[PATCH v1] thermal/core: change mm alloc method to avoid kernel warning

Junwen Wu posted 1 patch 4 years ago
drivers/thermal/thermal_sysfs.c | 4 ++--
1 file changed, 2 insertions(+), 2 deletions(-)
[PATCH v1] thermal/core: change mm alloc method to avoid kernel warning
Posted by Junwen Wu 4 years ago
Very high cooling device max state value makes cooling device stats
buffer allocation fails,like below.Using kzvalloc instead of kzalloc
can avoid this issue.

[    7.392644]WARNING: CPU: 7 PID: 1747 at mm/page_alloc.c:5090 __alloc_pages_nodemask+0x1c0/0x3dc
[    7.392989]Call trace:
[    7.392992]__alloc_pages_nodemask+0x1c0/0x3dc
[    7.392995]kmalloc_order+0x54/0x358
[    7.392997]kmalloc_order_trace+0x34/0x1bc
[    7.393001]__kmalloc+0x5cc/0x9c8
[    7.393005]thermal_cooling_device_setup_sysfs+0x90/0x218
[    7.393008]__thermal_cooling_device_register+0x160/0x7a4
[    7.393012]thermal_of_cooling_device_register+0x14/0x24
[    7.393140]backlight_cdev_register+0x88/0x100 [msm_drm]

Signed-off-by: Junwen Wu <wudaemon@163.com>
---
 drivers/thermal/thermal_sysfs.c | 4 ++--
 1 file changed, 2 insertions(+), 2 deletions(-)

diff --git a/drivers/thermal/thermal_sysfs.c b/drivers/thermal/thermal_sysfs.c
index f154bada2906..361e0d0c241b 100644
--- a/drivers/thermal/thermal_sysfs.c
+++ b/drivers/thermal/thermal_sysfs.c
@@ -829,7 +829,7 @@ static void cooling_device_stats_setup(struct thermal_cooling_device *cdev)
 	var += sizeof(*stats->time_in_state) * states;
 	var += sizeof(*stats->trans_table) * states * states;
 
-	stats = kzalloc(var, GFP_KERNEL);
+	stats = kvzalloc(var, GFP_KERNEL);
 	if (!stats)
 		return;
 
@@ -848,7 +848,7 @@ static void cooling_device_stats_setup(struct thermal_cooling_device *cdev)
 
 static void cooling_device_stats_destroy(struct thermal_cooling_device *cdev)
 {
-	kfree(cdev->stats);
+	kvfree(cdev->stats);
 	cdev->stats = NULL;
 }
 
-- 
2.25.1
Re: [PATCH v1] thermal/core: change mm alloc method to avoid kernel warning
Posted by Zhang Rui 4 years ago
On Sun, 2022-04-17 at 12:56 +0000, Junwen Wu wrote:
> Very high cooling device max state value makes cooling device stats
> buffer allocation fails,like below.Using kzvalloc instead of kzalloc
> can avoid this issue.

When a cooling device has big max_state, this patch can get ride of the
warning here, but still we end up with the read failure of the
trans_table in sysfs because it is larger than PAGE_SIZE.

$ cat /sys/class/thermal/cooling_device8/stats/trans_table 
cat: /sys/class/thermal/cooling_device8/stats/trans_table: File too
large

IMO, unless we can fix both places, I'd suggest we skip allocating and
creating the broken trans_table attr.
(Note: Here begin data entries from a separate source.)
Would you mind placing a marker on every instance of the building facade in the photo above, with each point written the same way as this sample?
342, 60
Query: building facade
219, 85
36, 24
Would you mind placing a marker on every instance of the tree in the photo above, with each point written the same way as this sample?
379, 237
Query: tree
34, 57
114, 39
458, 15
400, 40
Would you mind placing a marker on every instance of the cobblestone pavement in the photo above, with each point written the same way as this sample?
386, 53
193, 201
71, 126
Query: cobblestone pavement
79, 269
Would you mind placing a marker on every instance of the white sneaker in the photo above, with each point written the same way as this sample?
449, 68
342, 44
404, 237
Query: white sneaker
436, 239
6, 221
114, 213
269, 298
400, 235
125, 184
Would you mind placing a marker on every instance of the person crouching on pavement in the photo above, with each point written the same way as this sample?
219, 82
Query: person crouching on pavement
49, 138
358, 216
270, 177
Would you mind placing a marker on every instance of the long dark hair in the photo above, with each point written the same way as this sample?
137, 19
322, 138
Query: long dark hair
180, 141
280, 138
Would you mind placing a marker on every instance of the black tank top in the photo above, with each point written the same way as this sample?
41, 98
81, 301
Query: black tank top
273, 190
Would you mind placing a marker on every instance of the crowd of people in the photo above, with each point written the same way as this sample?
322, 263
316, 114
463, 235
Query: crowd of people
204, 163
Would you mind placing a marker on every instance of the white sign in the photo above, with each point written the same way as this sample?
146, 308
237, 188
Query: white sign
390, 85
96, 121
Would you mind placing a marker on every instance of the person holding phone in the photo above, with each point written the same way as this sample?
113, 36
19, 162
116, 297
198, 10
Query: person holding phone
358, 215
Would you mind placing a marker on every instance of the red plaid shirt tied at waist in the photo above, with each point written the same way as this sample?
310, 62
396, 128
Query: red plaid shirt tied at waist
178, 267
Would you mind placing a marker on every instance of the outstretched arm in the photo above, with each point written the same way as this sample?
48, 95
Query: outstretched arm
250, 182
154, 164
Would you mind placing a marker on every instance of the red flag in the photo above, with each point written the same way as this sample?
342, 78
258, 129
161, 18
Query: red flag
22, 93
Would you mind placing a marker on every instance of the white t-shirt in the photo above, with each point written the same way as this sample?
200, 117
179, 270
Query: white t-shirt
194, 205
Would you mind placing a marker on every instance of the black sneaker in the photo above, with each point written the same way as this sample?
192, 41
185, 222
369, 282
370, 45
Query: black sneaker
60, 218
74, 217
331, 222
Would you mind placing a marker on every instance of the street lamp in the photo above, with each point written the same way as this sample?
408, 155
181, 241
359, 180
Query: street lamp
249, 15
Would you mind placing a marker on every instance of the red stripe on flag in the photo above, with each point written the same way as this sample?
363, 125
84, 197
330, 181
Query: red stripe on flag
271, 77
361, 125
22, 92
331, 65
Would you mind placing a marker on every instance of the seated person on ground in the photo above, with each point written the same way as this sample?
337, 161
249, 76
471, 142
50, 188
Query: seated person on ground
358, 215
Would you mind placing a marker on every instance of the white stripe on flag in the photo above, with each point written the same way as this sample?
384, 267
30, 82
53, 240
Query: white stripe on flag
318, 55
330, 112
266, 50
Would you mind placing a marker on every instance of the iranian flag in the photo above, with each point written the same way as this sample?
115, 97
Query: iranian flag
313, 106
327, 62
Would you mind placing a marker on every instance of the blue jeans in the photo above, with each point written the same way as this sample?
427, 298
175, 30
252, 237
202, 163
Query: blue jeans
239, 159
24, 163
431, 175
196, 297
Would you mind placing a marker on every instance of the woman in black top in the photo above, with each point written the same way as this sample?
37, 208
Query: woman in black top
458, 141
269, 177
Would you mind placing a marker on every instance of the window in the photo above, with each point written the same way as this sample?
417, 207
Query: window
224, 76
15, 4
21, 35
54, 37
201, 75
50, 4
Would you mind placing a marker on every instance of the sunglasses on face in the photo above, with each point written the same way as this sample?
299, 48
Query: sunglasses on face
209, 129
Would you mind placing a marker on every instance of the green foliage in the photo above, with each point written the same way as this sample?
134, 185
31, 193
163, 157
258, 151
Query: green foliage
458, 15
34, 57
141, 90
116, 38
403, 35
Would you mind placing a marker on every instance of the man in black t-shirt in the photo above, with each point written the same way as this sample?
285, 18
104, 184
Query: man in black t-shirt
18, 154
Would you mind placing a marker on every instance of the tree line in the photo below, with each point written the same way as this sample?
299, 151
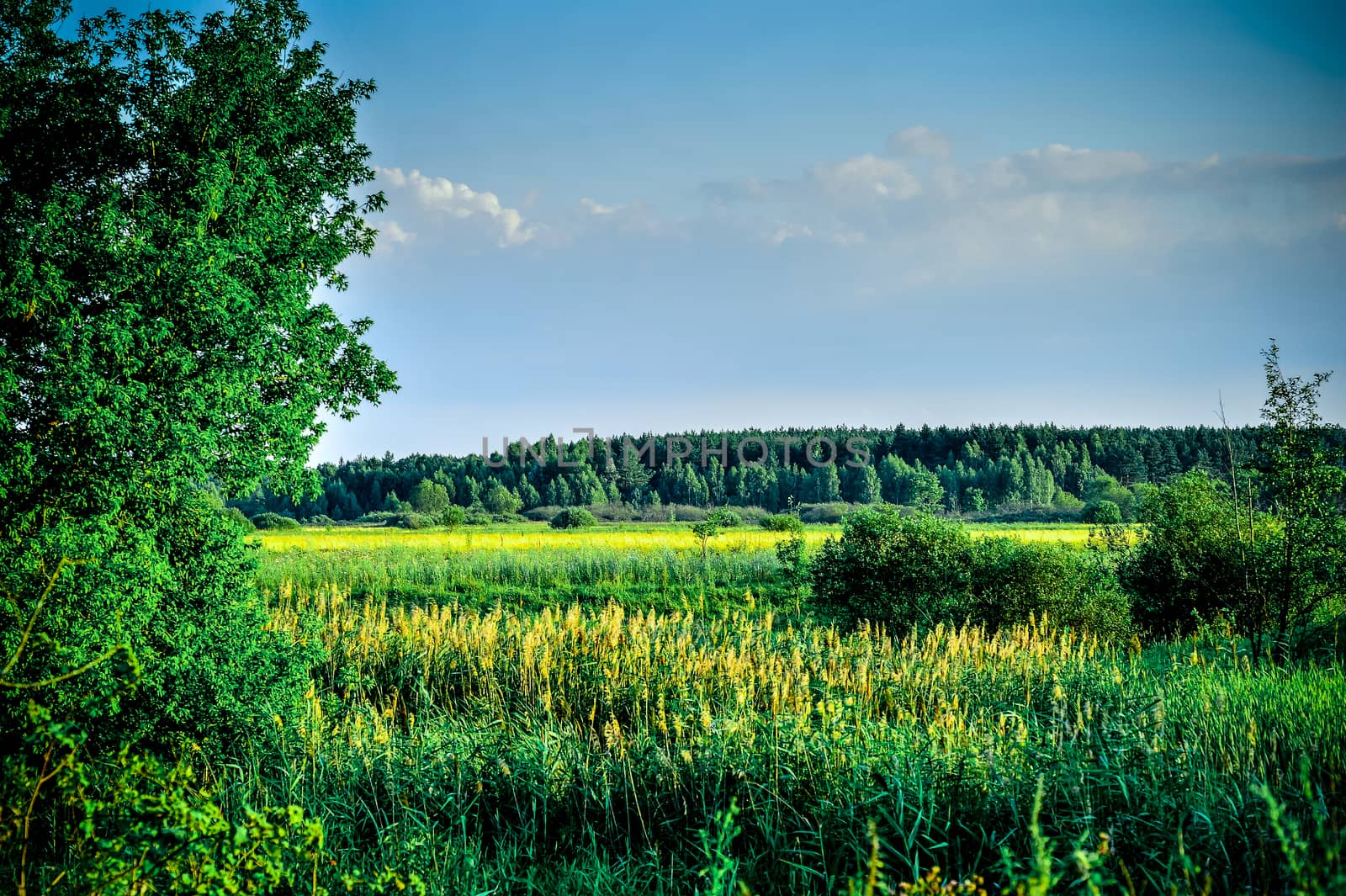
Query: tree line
982, 469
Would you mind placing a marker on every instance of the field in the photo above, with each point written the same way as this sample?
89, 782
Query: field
656, 565
522, 711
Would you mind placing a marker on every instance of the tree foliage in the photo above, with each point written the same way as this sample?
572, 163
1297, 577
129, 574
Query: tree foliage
172, 195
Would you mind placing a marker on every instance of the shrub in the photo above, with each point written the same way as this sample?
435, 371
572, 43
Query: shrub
453, 517
501, 502
178, 594
239, 518
1013, 581
894, 570
782, 522
1188, 567
574, 518
829, 514
1104, 513
381, 518
273, 521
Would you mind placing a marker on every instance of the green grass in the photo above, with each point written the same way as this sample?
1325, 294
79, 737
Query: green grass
589, 751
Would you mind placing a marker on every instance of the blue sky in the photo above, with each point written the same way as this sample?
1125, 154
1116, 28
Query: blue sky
753, 215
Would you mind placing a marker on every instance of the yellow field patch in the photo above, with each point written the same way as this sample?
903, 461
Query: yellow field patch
657, 537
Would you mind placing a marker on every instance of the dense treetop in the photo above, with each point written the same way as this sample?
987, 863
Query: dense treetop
967, 469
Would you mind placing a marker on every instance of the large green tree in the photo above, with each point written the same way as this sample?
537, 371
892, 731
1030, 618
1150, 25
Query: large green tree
172, 197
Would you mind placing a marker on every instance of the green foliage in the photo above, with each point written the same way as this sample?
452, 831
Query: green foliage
574, 518
172, 195
897, 570
430, 498
1105, 513
1011, 581
1189, 565
501, 501
727, 518
134, 824
273, 521
1305, 480
794, 564
453, 517
781, 522
921, 570
237, 518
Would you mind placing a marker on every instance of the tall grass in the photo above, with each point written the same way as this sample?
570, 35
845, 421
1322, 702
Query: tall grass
607, 750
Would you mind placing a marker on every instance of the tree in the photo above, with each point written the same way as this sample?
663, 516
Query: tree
574, 518
430, 498
710, 528
893, 568
925, 490
501, 501
453, 517
1186, 568
1305, 483
1105, 513
172, 198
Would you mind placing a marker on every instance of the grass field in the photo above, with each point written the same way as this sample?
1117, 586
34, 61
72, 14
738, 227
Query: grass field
618, 537
515, 709
654, 565
599, 750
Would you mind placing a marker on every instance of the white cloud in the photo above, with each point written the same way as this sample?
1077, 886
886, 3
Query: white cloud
1061, 164
395, 233
868, 175
461, 201
787, 231
919, 141
596, 209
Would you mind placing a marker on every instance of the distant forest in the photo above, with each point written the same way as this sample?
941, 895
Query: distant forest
979, 471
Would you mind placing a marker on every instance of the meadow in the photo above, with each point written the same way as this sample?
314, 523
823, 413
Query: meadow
522, 711
653, 565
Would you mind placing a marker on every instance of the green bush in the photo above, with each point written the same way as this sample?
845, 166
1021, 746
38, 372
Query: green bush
919, 570
178, 592
1013, 581
574, 518
782, 522
453, 517
273, 521
239, 518
1105, 513
1189, 565
895, 570
828, 514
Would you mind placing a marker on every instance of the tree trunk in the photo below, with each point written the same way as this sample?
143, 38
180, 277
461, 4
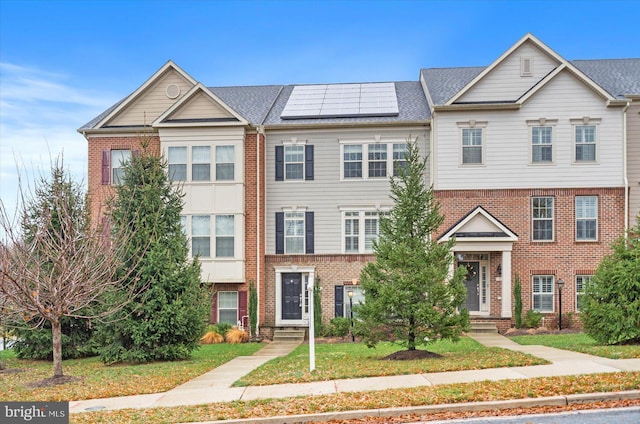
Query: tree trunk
56, 330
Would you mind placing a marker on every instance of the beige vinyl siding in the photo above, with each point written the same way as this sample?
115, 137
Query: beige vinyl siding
152, 102
201, 106
215, 198
508, 145
505, 82
326, 193
633, 159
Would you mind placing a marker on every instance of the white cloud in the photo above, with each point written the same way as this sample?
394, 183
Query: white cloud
39, 115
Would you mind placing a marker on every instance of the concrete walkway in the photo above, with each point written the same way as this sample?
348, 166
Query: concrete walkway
215, 386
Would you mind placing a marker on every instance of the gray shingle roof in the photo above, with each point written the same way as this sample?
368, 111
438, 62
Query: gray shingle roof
619, 77
412, 106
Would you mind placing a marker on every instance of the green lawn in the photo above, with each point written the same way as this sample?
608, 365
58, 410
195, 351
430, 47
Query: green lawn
99, 380
353, 360
580, 343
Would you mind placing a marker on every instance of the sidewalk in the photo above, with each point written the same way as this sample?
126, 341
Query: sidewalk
214, 386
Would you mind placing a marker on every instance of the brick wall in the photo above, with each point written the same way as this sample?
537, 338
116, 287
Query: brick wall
564, 257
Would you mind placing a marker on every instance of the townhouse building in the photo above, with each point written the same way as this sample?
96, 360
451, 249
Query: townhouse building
534, 159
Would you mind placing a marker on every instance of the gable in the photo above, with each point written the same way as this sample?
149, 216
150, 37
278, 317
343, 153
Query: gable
508, 80
145, 106
479, 225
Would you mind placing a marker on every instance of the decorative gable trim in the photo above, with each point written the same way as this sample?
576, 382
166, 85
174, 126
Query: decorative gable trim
133, 96
500, 232
164, 120
563, 64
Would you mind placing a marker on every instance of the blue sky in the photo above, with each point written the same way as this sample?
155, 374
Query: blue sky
64, 62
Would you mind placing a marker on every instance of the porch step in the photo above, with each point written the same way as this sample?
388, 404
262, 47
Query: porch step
483, 327
290, 336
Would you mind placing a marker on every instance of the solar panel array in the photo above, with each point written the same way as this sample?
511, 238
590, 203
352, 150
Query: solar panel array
341, 100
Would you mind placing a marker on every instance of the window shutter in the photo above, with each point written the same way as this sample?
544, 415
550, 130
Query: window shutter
279, 163
308, 240
279, 232
214, 308
106, 167
339, 301
242, 309
308, 162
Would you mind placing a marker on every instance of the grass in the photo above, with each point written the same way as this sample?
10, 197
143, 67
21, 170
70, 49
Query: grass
353, 360
580, 342
99, 380
427, 395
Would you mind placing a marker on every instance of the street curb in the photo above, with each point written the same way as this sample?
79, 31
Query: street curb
430, 409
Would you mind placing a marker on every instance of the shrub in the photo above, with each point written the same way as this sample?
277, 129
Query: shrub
211, 337
339, 327
532, 319
235, 336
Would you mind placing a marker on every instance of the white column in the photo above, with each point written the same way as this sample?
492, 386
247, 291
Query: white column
506, 284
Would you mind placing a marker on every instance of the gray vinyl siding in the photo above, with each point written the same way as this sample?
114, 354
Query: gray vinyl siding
507, 160
633, 159
326, 193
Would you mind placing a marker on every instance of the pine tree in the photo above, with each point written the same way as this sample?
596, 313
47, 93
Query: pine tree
166, 321
610, 308
409, 295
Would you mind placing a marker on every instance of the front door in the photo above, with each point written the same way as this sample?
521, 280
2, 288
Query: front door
472, 282
292, 296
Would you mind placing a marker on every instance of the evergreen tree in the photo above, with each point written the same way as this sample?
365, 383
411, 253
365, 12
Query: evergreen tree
166, 320
610, 308
409, 294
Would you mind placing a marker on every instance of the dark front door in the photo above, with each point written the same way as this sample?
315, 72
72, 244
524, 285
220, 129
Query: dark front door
473, 285
291, 296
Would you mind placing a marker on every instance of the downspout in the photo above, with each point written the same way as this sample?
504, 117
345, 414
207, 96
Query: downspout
624, 168
259, 130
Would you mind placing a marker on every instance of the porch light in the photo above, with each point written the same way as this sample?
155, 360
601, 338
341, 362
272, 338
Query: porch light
560, 283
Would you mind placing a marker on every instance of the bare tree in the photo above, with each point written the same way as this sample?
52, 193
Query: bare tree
54, 263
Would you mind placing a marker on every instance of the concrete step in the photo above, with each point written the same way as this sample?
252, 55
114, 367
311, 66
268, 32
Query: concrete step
483, 327
293, 336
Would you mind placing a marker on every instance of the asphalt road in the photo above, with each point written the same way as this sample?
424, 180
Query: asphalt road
630, 415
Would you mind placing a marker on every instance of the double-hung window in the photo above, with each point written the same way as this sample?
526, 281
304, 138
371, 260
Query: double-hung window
177, 158
225, 240
399, 158
471, 146
543, 293
201, 236
377, 154
542, 218
118, 159
201, 163
225, 163
586, 218
585, 141
352, 160
581, 283
360, 229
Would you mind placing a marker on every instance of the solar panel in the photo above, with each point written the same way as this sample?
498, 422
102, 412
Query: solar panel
341, 100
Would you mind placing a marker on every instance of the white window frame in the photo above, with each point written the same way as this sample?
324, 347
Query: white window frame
364, 240
220, 308
546, 218
584, 123
290, 216
543, 291
365, 159
542, 123
116, 171
581, 211
220, 161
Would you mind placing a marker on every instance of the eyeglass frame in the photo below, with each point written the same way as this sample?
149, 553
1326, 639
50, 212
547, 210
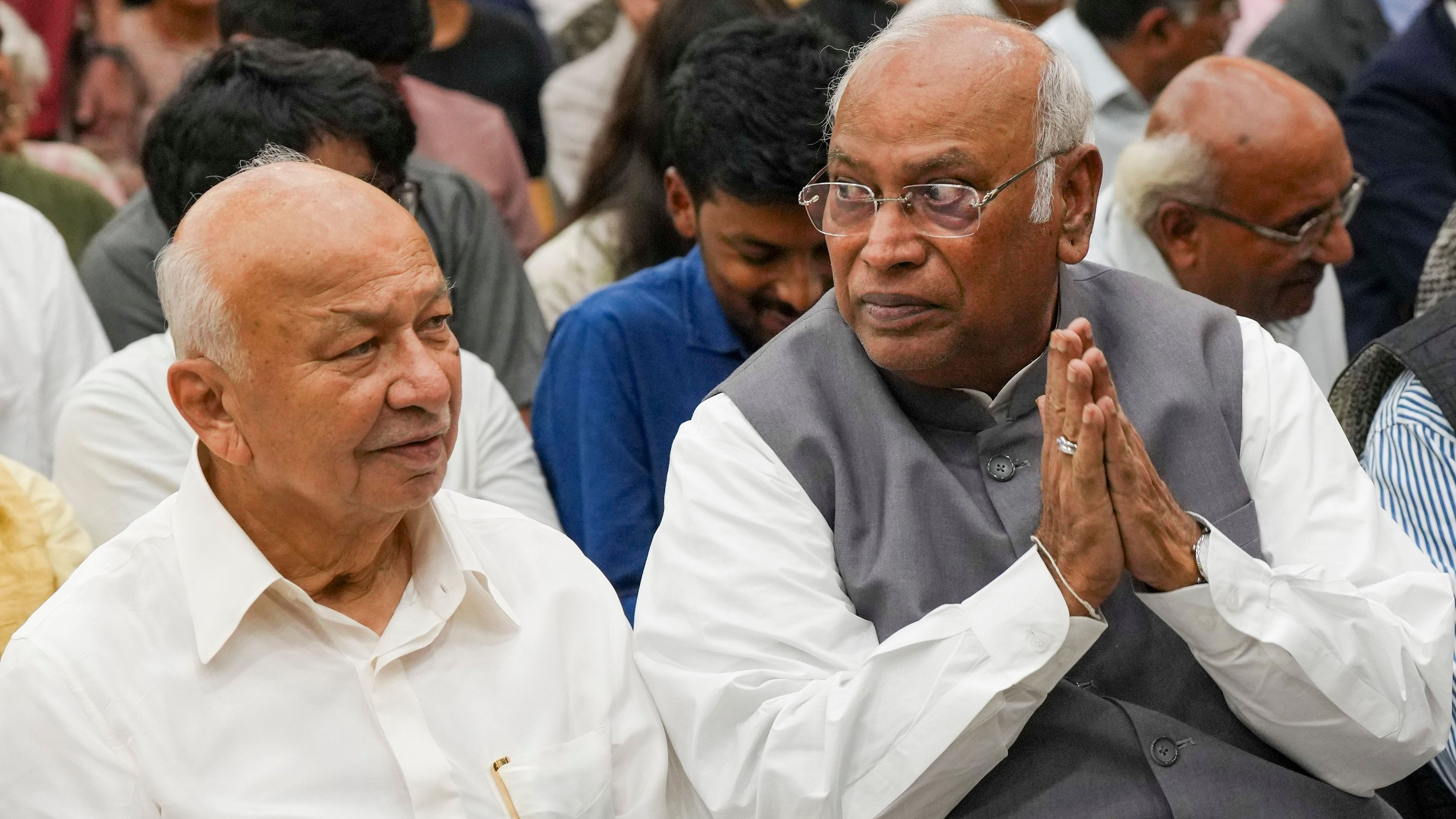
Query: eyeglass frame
903, 198
1343, 208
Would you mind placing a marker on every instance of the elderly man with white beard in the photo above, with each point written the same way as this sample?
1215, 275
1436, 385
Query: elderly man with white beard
992, 531
1241, 193
311, 627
Like a prototype patch below

thanks,
rui

From 2a504596d06a91d6f01d25eee71ebcdeff164e59 Mon Sep 17 00:00:00 2001
From: Zhang Rui <rui.zhang@intel.com>
Date: Tue, 19 Apr 2022 16:40:04 +0800
Subject: [PATCH] thermal: thermal_stats: skip broken trans_table

Signed-off-by: Zhang Rui <rui.zhang@intel.com>
---
 drivers/thermal/thermal_sysfs.c | 40 ++++++++++++++++++++++++++-------
 1 file changed, 32 insertions(+), 8 deletions(-)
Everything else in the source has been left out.